Previous GWASs on BP have almost exclusively focused on BP measured in the clinic (or doctor’s office). However, BP fluctuates over 24 h and shows circadian rhythmicity. Ambulatory BP monitoring offers a number of advantages over clinic BP readings, including the ability to measure BP in real-life settings, track BP at night, avoid the ‘white coat’ phenomenon, and study BP rhythmicity (i.e. dipping, morning surge, and variability). Our twin studies in youth and young adults have shown that different BP rhythmicity parameters and BP measured at different setting (clinic vs. 24 h) and different times of day (day vs. night) are influenced by partly different genes [Citation27,Citation28], requiring separate GWASs on these specific ambulatory BP parameters to fully understand the underlying genetic mechanisms of BP regulation. Small-scale GWASs have been conducted on ambulatory BP measures with promising results. For example, in a two-stage GWAS with overall sample size of 941, one SNP was identified to be associated with nighttime pulse pressure in early onset hypertensives [Citation29]. The role of clock genes on BP rhythmicity has also been explored. Leu et al. [Citation30] studied diurnal BP changes in relation to 23 tag SNPs in 11 clock genes and observed that 5 SNPs were significantly associated with the nondipper pattern with independent replication in another cohort. Large-scale GWAS meta-analyses of cohorts with ambulatory BP data will have the potential to move this field forward.
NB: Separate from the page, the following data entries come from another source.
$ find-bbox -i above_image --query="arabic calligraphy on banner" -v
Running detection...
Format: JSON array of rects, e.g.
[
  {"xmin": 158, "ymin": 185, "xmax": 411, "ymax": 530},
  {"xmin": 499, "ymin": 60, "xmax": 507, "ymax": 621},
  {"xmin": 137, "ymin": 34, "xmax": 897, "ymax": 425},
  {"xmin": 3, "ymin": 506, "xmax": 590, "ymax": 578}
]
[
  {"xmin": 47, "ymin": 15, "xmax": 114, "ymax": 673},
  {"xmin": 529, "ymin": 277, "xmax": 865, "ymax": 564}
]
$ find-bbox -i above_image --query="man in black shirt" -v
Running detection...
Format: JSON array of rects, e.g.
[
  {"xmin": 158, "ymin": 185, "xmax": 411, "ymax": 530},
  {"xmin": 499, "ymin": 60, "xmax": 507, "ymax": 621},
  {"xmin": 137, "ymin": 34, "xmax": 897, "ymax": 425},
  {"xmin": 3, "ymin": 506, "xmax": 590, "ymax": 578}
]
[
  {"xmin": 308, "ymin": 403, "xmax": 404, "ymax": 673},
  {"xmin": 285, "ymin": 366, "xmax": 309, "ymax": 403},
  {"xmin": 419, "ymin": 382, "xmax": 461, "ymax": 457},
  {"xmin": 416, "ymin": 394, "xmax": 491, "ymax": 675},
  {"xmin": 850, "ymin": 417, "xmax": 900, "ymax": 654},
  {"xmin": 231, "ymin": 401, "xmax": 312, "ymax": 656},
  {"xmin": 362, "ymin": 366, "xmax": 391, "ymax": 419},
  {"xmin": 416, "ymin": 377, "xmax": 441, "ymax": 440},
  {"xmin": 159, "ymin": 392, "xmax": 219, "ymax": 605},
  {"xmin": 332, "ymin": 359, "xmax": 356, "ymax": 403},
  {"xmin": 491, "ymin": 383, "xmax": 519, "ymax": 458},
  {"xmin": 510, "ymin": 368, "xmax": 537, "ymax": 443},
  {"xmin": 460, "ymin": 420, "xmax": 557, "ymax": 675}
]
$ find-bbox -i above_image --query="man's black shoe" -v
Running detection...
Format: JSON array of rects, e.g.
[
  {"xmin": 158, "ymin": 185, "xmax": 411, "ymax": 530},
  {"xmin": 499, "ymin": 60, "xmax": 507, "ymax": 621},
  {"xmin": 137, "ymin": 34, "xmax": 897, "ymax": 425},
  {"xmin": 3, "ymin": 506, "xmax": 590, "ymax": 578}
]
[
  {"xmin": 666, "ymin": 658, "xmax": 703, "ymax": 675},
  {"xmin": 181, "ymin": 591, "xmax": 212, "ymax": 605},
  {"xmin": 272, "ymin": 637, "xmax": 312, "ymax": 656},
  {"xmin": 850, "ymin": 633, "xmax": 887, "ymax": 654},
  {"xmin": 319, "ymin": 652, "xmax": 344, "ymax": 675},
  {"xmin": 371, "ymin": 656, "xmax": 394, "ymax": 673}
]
In addition to BP levels, which are usually measured only once at baseline, recent longitudinal studies indicate that patterns of BP over time (i.e. BP trajectories) are associated with increased risk of cardiovascular disease. We recently observed that different BP trajectories exist in childhood with participants in the rapidly increasing group showing more target organ damage in young adulthood, adding yet another important piece of evidence in supporting the arguments for routine BP screening in childhood [Citation31]. The underlying genetic factors determining the degree of BP rise over time might be different from those that determine initial BP levels. This was supported by previous studies [Citation9,Citation32], which observed that a multi-SNP BP GRS was significantly associated with BP levels but showed little or weak evidence in association with BP changes over time. We are currently investigating this question using our Georgia Cardiovascular Twin study which has BP measured at multiple time points from childhood to young adulthood. Obtaining GWAS data in cohorts of children with longitudinal BP measurements as well as those with electronic health records from well-child doctor’s visits will have enormous potential to shed light on this topic.

5. Promising future for genomics-based personalized prediction and prevention

Although much more gene finding is still needed to bridge the heritability gap of complex traits like BP [Citation33], the most recent encouraging findings from BP GWAS in adults have moved us one step closer to more accurate prediction of hypertension in early life. A concerted effort to integrate genomics and epigenomics of both hypertension and its underlying risk factors in combination with much larger GWAS efforts in longitudinal cohorts of children with much more detailed phenotypes as well as accurate recording of relevant environmental exposures will be key to advancing this research field in the near future.

Declaration of interest

The authors have no relevant affiliations or financial involvement with any organization or entity with a financial interest in or financial conflict with the subject matter or materials discussed in the manuscript. This includes employment, consultancies, honoraria, stock ownership or options, expert testimony, grants or patents received or pending, or royalties.

Additional information

Funding

X wang was supported in part by grants from the national heart lung and blood institute [hl104125 & hl105689].